Prior distributions

One important aspect of Bayesian inference has not yet been discussed in this tutorial: prior distributions. In Bayesian statistics, one has to provide probability (density) values for every possible parameter value before taking into account the data at hand. This prior distribution thus reflects all prior knowledge of the system that is to be investigated. In the case that no prior knowledge is available, a non-informative prior in the form of the so-called Jeffreys prior allows to minimize the effect of the prior on the results. The next two sub-sections discuss how one can set custom prior distributions for the parameters of the observation model and for hyper-parameters in a hyper-study or change-point study.

In [1]:
%matplotlib inline
import matplotlib.pyplot as plt # plotting
import seaborn as sns           # nicer plots
sns.set_style('whitegrid')      # plot styling

import numpy as np
import bayesloop as bl

# prepare study for coal mining data
S = bl.Study()
S.loadExampleData()
+ Created new study.
+ Successfully imported example data.

Parameter prior

bayesloop employs a forward-backward algorithm that is based on Hidden Markov models. This inference algorithm iteratively produces a parameter distribution for each time step, but it has to start these iterations from a specified probability distribution - the parameter prior. All built-in observation models already have a predefined prior, stored in the attribute prior. Here, the prior distribution is stored as a Python function that takes as many arguments as there are parameters in the observation model. The prior distributions can be looked up directly within observationModels.py. For the Poisson model discussed in this tutorial, the default prior distribution is defined in a method called jeffreys as

def jeffreys(x):
    return np.sqrt(1. / x)

corresponding to the non-informative Jeffreys prior, \(p(\lambda) \propto 1/\sqrt{\lambda}\). This type of prior can also be determined automatically for arbitrary user-defined observation models, see here.

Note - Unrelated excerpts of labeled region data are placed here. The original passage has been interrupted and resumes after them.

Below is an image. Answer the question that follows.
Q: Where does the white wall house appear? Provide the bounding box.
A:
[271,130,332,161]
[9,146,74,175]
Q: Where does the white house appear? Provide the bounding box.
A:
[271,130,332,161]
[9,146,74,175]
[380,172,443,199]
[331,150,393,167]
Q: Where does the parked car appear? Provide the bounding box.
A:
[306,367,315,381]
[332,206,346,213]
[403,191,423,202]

Prior functions and arrays

To change the predefined prior of a given observation model, one can add the keyword argument prior when defining an observation model. There are different ways of defining a parameter prior in bayesloop: If prior=None is set, bayesloop will assign equal probability to all parameter values, resulting in a uniform prior distribution within the specified parameter boundaries. One can also directly supply a Numpy array with prior probability (density) values. The shape of the array must match the shape of the parameter grid! Another way to define a custom prior is to provide a function that takes exactly as many arguments as there are parameters in the defined observation model. bayesloop will then evaluate the function for all parameter values and assign the corresponding probability values.

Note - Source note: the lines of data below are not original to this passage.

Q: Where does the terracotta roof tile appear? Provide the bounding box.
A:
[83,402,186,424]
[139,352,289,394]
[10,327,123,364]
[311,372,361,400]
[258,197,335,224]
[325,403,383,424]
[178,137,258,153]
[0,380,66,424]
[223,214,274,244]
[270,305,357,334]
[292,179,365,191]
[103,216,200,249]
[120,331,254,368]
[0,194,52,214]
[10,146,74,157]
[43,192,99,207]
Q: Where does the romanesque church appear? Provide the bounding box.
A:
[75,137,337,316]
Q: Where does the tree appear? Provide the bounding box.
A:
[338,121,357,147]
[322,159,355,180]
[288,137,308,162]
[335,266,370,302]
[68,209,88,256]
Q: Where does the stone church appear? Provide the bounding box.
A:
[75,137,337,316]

Note: In all of the cases described above, bayesloop will re-normalize the provided prior values, so they do not need to be passed in a normalized form. Below, we describe the possibility of using probability distributions from the SymPy stats module as prior distributions, which are not re-normalized by bayesloop.

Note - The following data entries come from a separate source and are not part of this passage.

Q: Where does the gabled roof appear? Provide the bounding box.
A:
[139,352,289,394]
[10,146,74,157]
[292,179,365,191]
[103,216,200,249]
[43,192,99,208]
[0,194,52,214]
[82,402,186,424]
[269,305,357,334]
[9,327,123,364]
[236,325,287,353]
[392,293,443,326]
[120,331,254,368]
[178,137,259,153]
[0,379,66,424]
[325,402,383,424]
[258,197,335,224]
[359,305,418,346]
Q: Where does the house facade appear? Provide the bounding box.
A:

Next, we illustrate the difference between the Jeffreys prior and a flat, uniform prior with a very simple inference example: We fit the coal mining example data set using the Poisson observation model and further assume the rate parameter to be static:

In [2]:
# we assume a static rate parameter for simplicity
S.setTransitionModel(bl.tm.Static())

print 'Fit with built-in Jeffreys prior:'
S.setObservationModel(bl.om.Poisson('accident rate',
                                    bl.oint(0, 6, 1000)))
S.fit()
jeffreys_mean = S.getParameterMeanValues('accident rate')[0]
print('-----\n')

print 'Fit with custom flat prior:'
S.setObservationModel(bl.om.Poisson('accident rate',
                                    bl.oint(0, 6, 1000),
                                    prior=lambda x: 1.))
# alternatives: prior=None, prior=np.ones(1000)
S.fit()
flat_mean = S.getParameterMeanValues('accident rate')[0]
+ Transition model: Static/constant parameter values. Hyper-Parameter(s): []
Fit with built-in Jeffreys prior:
+ Observation model: Poisson. Parameter(s): ['accident rate']
+ Started new fit:
    + Formatted data.
    + Set prior (function): jeffreys. Values have been re-normalized.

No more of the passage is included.